The thing that is so puzzling is that it was working fine yesterday (with 1.21.0) as well as previous versions (all via Watchtower for probably a year) and then the error started.

It doesn't seem like an issue w/ 1.21.1 - because anything newer than 1.19.2 causes the same problem. I'm wondering if 1.19.3 added some new dependency that might be broken/missing on my setup (but I can't spot anything obvious in the change lists...)

This might get a bit confusing since we have a docker container image version and a Telegraf version.

The thing that is so puzzling is that it was working fine yesterday (with 1.21.0) as well as previous versions (all via Watchtower for probably a year) and then the error started.

In terms of docker containers, we never published a v1.21 Telegraf container with version v1.21.0 of Telegraf. This was because we got reports of an issue with logging/parsing Wednesday night and held off on updating the docker image until v1.21.1 of Telegraf was released on Thursday.
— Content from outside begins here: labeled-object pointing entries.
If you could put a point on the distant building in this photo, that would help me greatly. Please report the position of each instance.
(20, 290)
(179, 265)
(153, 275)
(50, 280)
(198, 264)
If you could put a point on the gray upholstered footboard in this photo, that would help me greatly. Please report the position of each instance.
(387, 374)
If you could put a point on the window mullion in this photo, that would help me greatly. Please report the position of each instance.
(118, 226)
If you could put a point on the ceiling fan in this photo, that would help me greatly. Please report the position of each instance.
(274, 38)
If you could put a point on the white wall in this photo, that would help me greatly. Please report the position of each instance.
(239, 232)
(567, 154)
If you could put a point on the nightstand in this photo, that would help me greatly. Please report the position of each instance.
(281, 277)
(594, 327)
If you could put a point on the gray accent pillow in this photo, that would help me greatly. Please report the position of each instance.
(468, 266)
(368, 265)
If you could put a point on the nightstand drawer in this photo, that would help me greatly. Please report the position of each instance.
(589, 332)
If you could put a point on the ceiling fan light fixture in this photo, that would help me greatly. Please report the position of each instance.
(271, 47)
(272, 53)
It doesn't seem like an issue w/ 1.21.1 - because anything newer than 1.19.2 causes the same problem. I'm wondering if 1.19.3 added some new dependency that might be broken/missing on my setup (but I can't spot anything obvious in the change lists...)

We publish docker images for the last three minor versions of Telegraf, but we do make changes to all three Dockerfiles as we do releases. Yesterday when we published v1.21, v1.20 and v1.19 of the Telegraf container images also got an update. In these updates, we made a change to use setcap to give the telegraf binary some extra capabilities as the binary no longer runs as root.

Your error message shows:

The value of the capability argument is not permitted for a file. Or the file is not a regular (non-symlink) file

Is there a way for you to see what /usr/bin/telegraf is? via something like stat /usr/bin/telegraf. The error makes me think something has changed it or it has become a symlink.

Thanks!

@WS-Dave do you happen to be running the container on a synology device (per system info it looks like it)? If so can you take a look at influxdata/influxdata-docker#561 please?
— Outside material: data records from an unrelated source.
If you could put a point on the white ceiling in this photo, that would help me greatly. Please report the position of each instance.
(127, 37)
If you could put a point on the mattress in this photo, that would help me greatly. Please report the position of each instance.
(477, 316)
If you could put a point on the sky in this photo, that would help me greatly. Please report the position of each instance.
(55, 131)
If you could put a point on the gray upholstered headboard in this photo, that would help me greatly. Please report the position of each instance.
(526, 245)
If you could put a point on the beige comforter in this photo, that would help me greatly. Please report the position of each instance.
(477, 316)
@powersj Thank you for your follow up.

Indeed - I'm running
Synology DS1515+ DSM 6.2-25556
Docker 20.10.3-0554

and the setcap/aufs/capsh issues seem to be biting me.
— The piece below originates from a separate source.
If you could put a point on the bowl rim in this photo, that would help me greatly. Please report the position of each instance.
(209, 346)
Is there a workaround? I couldn't identify one directly from influxdata/influxdata-docker#561
Maybe I'm missing something in terms of syntax and settings.

Thx!

I am not sure what options Synology's Docker plugin gives you, if possible you could try running the container as the 'telegraf' user to avoid trying to set the capabilities or use an older version of the container image

I am going to close this issue and track updating the error message and not failing on influxdata/influxdata-docker#561

Thanks!

huzzah!

Thank you for the follow up!

I added the user flag as follows
-u "telegraf"
and It Just Works (with 'latest')

sudo docker run -itd --name="telegraf" -p 8092:8092/udp -p 8094:8094/tcp -p 8125:8125/udp --restart=always -v /volume1/docker/telegraf/mibs:/usr/share/snmp/mibs -v /volume1/docker/telegraf/configuration:/etc/telegraf -v /volume1/docker/telegraf/logs:/var/log/telegraf -e "TZ=America/Los_Angeles" -u "telegraf" telegraf:latest

Hope this helps others - and Thanks Again!